The weather in these United States has been truly frightful in the last couple of years, as this graph — provided to Congress with testimony from NOAA administrator Kathryn Sullivan last month — illustrates:
[The graph shows the number of events from last year, but this year will be worse, Sullivan said]
Yet as the demand for longer term forecasts, which are based on satellite observations, skyrockets, Congress is cutting back on the budget for satellite platforms. Sullivan warned:
Polar-orbiting satellites are the backbone of all model forecasts at three days and beyond; however, the launch of the next generation of NOAA's polar-orbiting satellites, the Joint Polar Satellite System (JPSS), has been delayed by the FY 2011 appropriations process. As a result, NOAA is faced with a nearly 100% chance of a data gap in the U.S. civilian polar orbit, on which both civilian and military users rely, by late 2016 to early 2017 when the current polar satellites reach the end of their life expectancy. JPSS is a critical part of NOAA's future infrastructure needed to continue our path of forecast improvement – and to maintain what we have built over the last 30 years.

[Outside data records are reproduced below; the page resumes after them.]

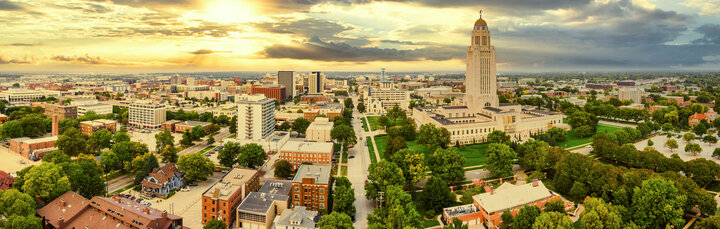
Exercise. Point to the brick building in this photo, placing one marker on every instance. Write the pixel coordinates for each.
(297, 152)
(221, 200)
(311, 187)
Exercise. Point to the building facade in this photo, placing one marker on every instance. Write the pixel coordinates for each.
(311, 187)
(256, 117)
(147, 115)
(221, 200)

Specifically, the administration asked Congress for more money for NOAA and related satellite observation programs, about $6.5 billion, and instead Congress cut a little less than a billion from the budget, leaving the overall budget at about $4.5 billion.
NOAA chief Jane Lubchenko is not happy, and says that already the U.S. will be without a polar orbiting satellite for at least 18 months, starting in 2016.
“Whether the gap is longer than that depends on whether we get the money”— $1 billion — “in the next budget,” warned Dr. Lubchenco, an environmental scientist. “I would argue that these satellites are critically important to saving lives and property and to enabling homeland security.”
Congress isn't listening; in fact, the GOP wants to fund disaster relief only if matching cuts can be made elsewhere, and may force victims of disasters in the Mid-West to wait as Hurricane Irene victims get immediate help, according to a front-page story in today's Los Angeles Times.
But don't worry! Insiders agree: The GOP is the anti-science party. Er, not.